As I understand it, both, but the effect is more greatly seen in hardware optimization. With hardware optimization for asicboost, you will still need corresponding software to perform the preprocessing.
According to my current understanding, asicboost optimizes mining through forming a merkle root of special kind. That sounds like it should be implemented in software? Does hardware need to be designed in special way to take advantage of optimized merkle roots? If so, can such special hardware be used to mine regular, unoptimized blocks?
There are two forms of asicboost, overt and covert. The overt form involves changing the bits in the version number and that is pretty obvious to see once the block is found, hence it is overt.
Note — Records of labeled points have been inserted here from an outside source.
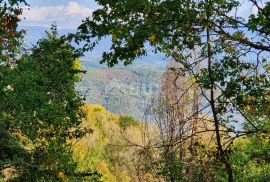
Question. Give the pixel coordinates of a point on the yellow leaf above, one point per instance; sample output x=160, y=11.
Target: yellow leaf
x=153, y=38
x=61, y=175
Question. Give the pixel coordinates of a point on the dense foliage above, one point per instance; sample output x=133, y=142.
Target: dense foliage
x=209, y=121
x=121, y=90
x=226, y=53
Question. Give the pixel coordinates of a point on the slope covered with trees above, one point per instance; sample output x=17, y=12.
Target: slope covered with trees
x=209, y=120
x=121, y=90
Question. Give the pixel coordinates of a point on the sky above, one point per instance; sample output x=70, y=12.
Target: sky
x=67, y=14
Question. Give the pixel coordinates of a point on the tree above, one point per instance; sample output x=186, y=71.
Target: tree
x=42, y=110
x=10, y=42
x=228, y=79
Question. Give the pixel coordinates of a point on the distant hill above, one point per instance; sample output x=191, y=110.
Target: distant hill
x=122, y=90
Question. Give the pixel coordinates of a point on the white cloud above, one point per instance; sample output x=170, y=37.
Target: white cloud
x=68, y=16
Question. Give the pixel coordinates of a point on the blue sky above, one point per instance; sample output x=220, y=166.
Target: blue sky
x=67, y=14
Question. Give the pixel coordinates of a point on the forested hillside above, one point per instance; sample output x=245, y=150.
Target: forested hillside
x=122, y=90
x=64, y=118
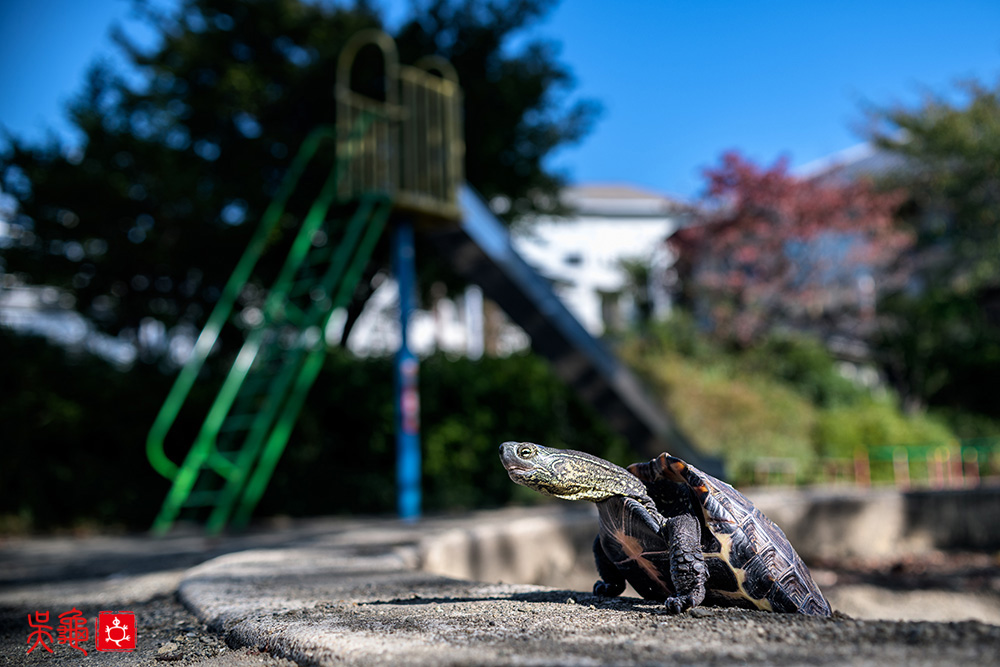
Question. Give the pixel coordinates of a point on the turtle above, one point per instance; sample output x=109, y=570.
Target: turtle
x=674, y=532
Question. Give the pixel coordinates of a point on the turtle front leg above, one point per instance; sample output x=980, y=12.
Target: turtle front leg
x=688, y=571
x=612, y=581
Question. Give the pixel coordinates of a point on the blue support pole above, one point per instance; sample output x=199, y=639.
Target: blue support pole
x=407, y=387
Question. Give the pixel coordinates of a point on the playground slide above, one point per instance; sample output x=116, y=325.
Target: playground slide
x=480, y=251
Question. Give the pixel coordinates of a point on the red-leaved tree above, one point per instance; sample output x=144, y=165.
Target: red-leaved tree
x=768, y=249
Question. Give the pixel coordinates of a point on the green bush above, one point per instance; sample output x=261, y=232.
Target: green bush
x=841, y=432
x=342, y=455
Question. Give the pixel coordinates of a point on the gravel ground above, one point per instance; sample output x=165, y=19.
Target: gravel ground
x=341, y=593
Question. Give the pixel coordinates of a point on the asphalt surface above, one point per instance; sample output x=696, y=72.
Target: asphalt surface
x=353, y=592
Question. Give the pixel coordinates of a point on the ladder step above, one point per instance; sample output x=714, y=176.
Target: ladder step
x=237, y=423
x=202, y=499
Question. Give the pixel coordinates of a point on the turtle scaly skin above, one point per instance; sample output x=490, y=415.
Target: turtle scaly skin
x=749, y=558
x=673, y=532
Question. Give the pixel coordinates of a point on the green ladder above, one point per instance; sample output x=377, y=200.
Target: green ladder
x=231, y=460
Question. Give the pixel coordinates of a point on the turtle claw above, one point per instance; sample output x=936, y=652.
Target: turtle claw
x=604, y=589
x=679, y=604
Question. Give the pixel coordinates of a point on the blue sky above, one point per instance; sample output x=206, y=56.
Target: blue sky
x=681, y=82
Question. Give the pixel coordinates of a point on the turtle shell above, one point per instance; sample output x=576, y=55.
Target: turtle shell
x=749, y=558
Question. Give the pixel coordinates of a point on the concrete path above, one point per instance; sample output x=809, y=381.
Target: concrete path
x=359, y=593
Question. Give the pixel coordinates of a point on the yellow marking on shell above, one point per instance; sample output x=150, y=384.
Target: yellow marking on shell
x=725, y=549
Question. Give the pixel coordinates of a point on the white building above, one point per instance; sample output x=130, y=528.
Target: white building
x=583, y=253
x=580, y=253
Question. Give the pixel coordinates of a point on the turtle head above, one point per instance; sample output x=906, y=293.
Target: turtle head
x=566, y=473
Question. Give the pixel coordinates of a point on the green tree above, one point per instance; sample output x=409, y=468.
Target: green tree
x=951, y=169
x=940, y=338
x=183, y=150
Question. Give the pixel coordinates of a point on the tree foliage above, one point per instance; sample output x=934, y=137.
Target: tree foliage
x=769, y=249
x=940, y=339
x=951, y=172
x=183, y=151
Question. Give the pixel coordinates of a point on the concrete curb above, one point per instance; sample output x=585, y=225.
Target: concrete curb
x=359, y=597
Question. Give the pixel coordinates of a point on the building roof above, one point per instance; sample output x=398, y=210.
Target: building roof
x=858, y=161
x=619, y=200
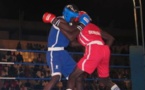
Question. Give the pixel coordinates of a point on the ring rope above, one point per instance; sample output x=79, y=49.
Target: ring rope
x=112, y=66
x=44, y=51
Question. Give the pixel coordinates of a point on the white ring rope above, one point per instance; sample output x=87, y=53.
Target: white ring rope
x=7, y=78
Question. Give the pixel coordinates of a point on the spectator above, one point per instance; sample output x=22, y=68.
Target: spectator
x=19, y=46
x=19, y=57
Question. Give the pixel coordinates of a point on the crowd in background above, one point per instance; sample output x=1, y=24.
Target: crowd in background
x=121, y=76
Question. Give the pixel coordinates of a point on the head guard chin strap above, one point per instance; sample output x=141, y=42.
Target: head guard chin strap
x=70, y=12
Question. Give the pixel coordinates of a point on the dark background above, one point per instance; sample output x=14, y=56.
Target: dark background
x=117, y=14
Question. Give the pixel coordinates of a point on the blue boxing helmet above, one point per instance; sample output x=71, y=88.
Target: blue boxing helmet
x=70, y=11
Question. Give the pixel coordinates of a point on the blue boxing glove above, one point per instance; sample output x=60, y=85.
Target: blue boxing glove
x=84, y=19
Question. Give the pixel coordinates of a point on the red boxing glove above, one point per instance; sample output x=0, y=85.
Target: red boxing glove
x=48, y=17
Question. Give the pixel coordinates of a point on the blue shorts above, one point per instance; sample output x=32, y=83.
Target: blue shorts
x=60, y=62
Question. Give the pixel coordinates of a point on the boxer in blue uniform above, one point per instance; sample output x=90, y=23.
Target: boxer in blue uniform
x=58, y=59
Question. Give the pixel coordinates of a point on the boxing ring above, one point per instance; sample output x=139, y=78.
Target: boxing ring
x=136, y=58
x=89, y=80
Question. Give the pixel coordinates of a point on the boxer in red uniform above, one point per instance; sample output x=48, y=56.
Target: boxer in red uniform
x=96, y=56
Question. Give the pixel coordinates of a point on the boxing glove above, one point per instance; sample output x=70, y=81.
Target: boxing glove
x=84, y=19
x=48, y=17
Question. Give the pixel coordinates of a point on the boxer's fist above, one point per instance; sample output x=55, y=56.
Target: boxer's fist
x=48, y=17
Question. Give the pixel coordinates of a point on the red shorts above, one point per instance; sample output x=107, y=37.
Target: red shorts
x=96, y=57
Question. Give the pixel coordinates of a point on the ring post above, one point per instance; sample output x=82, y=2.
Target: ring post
x=137, y=64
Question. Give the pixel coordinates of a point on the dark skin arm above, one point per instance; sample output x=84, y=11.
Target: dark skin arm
x=70, y=31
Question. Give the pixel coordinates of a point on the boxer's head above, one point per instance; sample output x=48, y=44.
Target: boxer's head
x=70, y=11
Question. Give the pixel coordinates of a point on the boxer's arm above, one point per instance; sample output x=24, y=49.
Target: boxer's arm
x=109, y=39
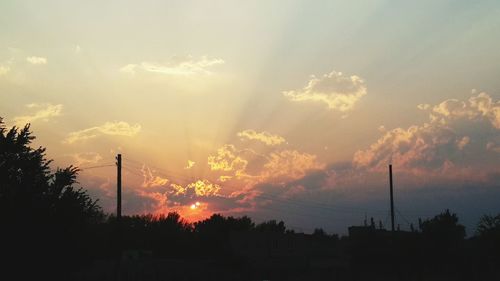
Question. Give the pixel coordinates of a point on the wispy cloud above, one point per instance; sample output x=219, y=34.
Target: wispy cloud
x=4, y=70
x=458, y=132
x=43, y=112
x=120, y=128
x=36, y=60
x=265, y=137
x=187, y=65
x=337, y=91
x=151, y=180
x=86, y=158
x=190, y=165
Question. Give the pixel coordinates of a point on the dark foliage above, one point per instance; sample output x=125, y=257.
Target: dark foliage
x=50, y=227
x=44, y=218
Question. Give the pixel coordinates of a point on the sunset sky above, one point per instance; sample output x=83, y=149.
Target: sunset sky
x=285, y=110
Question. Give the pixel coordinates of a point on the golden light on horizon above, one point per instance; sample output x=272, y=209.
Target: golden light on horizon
x=194, y=205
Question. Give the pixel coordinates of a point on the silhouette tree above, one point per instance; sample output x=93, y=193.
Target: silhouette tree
x=489, y=226
x=43, y=216
x=271, y=226
x=444, y=227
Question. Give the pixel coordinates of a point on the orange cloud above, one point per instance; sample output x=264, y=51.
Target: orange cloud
x=337, y=91
x=265, y=137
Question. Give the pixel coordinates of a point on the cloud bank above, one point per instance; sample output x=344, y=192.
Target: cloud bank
x=119, y=128
x=337, y=91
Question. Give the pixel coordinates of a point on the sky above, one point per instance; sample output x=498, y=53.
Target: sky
x=288, y=110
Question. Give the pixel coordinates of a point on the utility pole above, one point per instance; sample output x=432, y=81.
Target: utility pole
x=118, y=187
x=392, y=197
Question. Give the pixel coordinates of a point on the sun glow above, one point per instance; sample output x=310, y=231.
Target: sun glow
x=195, y=206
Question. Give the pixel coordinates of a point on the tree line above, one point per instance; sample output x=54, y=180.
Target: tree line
x=51, y=226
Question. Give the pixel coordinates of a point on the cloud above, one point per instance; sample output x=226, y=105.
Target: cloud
x=204, y=188
x=289, y=164
x=86, y=158
x=477, y=107
x=492, y=146
x=457, y=133
x=109, y=128
x=4, y=70
x=36, y=60
x=227, y=160
x=189, y=165
x=337, y=91
x=150, y=180
x=44, y=112
x=187, y=65
x=265, y=137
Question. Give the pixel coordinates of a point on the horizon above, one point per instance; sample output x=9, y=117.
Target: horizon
x=276, y=111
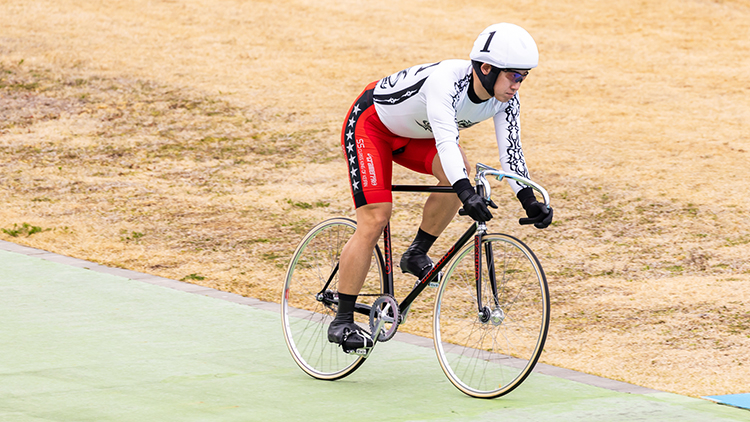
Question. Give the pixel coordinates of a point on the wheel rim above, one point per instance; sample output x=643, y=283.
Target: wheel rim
x=305, y=319
x=489, y=356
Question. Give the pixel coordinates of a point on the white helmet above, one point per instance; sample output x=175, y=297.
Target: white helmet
x=506, y=46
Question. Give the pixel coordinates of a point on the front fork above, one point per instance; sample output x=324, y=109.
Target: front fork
x=485, y=313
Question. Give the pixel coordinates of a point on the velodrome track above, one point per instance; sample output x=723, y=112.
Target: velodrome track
x=84, y=342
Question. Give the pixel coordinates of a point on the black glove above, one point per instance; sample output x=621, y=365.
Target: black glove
x=538, y=214
x=474, y=205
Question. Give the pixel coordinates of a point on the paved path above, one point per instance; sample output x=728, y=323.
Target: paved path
x=83, y=342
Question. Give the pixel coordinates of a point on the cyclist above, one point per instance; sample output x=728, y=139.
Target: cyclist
x=413, y=117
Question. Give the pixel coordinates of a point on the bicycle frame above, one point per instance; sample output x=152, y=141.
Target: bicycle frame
x=476, y=230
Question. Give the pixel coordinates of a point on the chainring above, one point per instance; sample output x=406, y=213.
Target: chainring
x=384, y=310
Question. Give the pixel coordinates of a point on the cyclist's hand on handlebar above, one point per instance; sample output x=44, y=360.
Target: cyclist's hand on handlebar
x=474, y=205
x=537, y=213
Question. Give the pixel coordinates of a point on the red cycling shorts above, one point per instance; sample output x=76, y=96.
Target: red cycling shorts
x=371, y=148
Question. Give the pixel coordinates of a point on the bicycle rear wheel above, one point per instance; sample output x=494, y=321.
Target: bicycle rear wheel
x=489, y=353
x=309, y=302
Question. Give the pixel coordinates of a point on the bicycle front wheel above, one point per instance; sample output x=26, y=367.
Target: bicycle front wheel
x=309, y=300
x=488, y=352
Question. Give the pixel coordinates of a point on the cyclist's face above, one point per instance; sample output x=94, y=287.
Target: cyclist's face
x=508, y=83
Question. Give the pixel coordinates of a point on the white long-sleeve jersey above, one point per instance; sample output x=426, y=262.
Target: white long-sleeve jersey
x=433, y=101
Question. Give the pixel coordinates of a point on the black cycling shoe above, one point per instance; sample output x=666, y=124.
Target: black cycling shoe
x=349, y=336
x=415, y=263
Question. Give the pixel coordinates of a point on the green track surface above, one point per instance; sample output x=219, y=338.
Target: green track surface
x=78, y=342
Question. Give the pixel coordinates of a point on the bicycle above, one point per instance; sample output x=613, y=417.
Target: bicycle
x=491, y=312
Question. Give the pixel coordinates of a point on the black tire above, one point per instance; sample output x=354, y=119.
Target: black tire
x=489, y=357
x=306, y=316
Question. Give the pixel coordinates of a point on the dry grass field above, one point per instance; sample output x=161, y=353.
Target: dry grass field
x=199, y=140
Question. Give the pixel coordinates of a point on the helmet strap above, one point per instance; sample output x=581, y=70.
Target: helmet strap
x=488, y=80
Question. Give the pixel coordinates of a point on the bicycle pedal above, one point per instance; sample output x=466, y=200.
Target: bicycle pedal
x=436, y=282
x=362, y=351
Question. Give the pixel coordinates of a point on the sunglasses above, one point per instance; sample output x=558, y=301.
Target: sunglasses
x=516, y=76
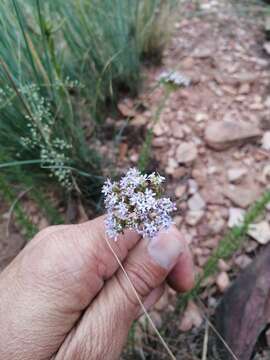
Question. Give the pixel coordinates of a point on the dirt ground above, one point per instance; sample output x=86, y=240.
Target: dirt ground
x=211, y=141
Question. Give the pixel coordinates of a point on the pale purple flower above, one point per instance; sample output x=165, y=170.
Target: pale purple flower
x=134, y=202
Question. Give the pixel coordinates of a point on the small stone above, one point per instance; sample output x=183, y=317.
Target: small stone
x=187, y=63
x=266, y=47
x=260, y=232
x=266, y=141
x=191, y=317
x=236, y=175
x=236, y=217
x=223, y=266
x=177, y=131
x=159, y=142
x=223, y=135
x=192, y=186
x=244, y=88
x=242, y=196
x=223, y=281
x=186, y=153
x=196, y=203
x=216, y=225
x=194, y=217
x=180, y=191
x=267, y=336
x=266, y=174
x=172, y=165
x=159, y=129
x=199, y=117
x=256, y=106
x=242, y=261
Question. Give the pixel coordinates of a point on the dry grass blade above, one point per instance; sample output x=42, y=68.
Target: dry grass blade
x=166, y=347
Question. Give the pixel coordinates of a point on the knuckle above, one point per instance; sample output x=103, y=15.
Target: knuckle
x=141, y=278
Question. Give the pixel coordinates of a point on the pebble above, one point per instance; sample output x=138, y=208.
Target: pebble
x=266, y=141
x=260, y=232
x=194, y=217
x=192, y=186
x=199, y=117
x=235, y=175
x=186, y=153
x=236, y=217
x=223, y=135
x=191, y=317
x=196, y=203
x=242, y=196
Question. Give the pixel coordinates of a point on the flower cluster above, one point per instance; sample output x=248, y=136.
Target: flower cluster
x=41, y=135
x=135, y=202
x=175, y=78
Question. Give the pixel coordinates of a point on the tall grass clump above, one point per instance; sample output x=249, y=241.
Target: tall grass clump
x=40, y=131
x=60, y=63
x=107, y=40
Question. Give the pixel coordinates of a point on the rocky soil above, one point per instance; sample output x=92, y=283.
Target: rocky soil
x=212, y=139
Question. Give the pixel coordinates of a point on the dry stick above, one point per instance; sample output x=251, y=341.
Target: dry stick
x=216, y=332
x=140, y=302
x=205, y=342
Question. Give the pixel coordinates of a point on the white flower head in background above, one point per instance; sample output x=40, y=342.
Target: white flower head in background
x=175, y=78
x=136, y=202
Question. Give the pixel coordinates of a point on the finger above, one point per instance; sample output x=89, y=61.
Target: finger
x=147, y=266
x=55, y=277
x=152, y=298
x=182, y=276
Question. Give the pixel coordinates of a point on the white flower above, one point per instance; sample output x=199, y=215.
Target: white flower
x=135, y=203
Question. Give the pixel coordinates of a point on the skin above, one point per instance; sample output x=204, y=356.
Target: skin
x=64, y=296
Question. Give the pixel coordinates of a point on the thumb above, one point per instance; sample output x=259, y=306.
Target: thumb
x=108, y=319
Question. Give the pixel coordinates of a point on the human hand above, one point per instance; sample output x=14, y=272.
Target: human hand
x=65, y=297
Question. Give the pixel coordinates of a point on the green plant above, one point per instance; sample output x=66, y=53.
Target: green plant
x=39, y=123
x=106, y=41
x=22, y=219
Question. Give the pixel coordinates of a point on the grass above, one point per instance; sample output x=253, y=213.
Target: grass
x=39, y=123
x=25, y=224
x=60, y=61
x=107, y=40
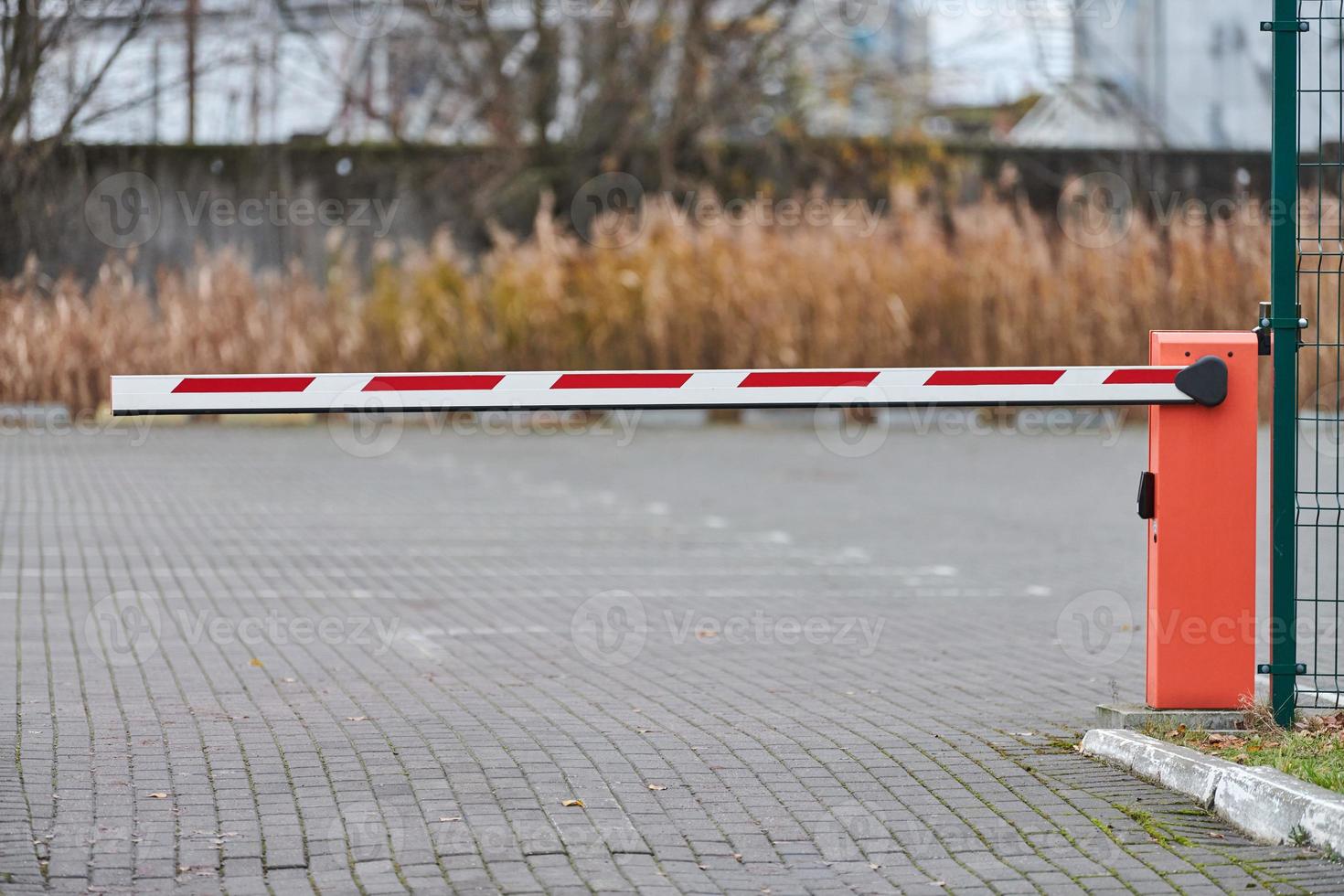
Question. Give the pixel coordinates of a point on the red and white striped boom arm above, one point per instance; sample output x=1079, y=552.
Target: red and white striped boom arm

The covert form involves finding multiple merkle roots which collide in the last 32 bits.
The way that asicboost works is that it takes advantage of the way that sha256 processes data in order to use the partial hashes of previous block headers when calculating the hashes of multiple block headers so it reduces the number of calculations that need to be made, which in turn makes the mining more efficient.
2) Is asicboost (as the name suggests) applicable only to ASICs (not to GPUs, FPGAs)? If so - why?
The most gains can be found in ASICs because the mining circuitry can be changed to be asicboost circuitry which has less logic gates and is thus more efficient.
3) Does observing of empty blocks from a miner increase our suspicions of asicboost being used?
I guess, that since they need a special merkle root, it may happen, that an empty or almost-empty block provides a necessary merkle root, so they just keep mining such an empty block until it is mined or an optimized merkle root found for a filled block, whichever happens first?
Possibly, but given that empty blocks still happen without asicboost, it isn't really an indicator of much.
4) If it's all about special merkle roots, why couldn't we detect asicboost optimized blocks just by analysing the blocks and their merkle roots?
The covert form of asicboost involves merkle roots. It involves finding and having multiple merkle roots which collide in the last 32 bits. However, because miners only broadcast their final block, outside observers cannot know what the other merkle roots that they have tried and whether those collide. Since we don't know anything about the other merkle roots, we don't know if they are using covert asicboost.
If they use overt asicboost, it is very obvious; the block version number will be all messed up.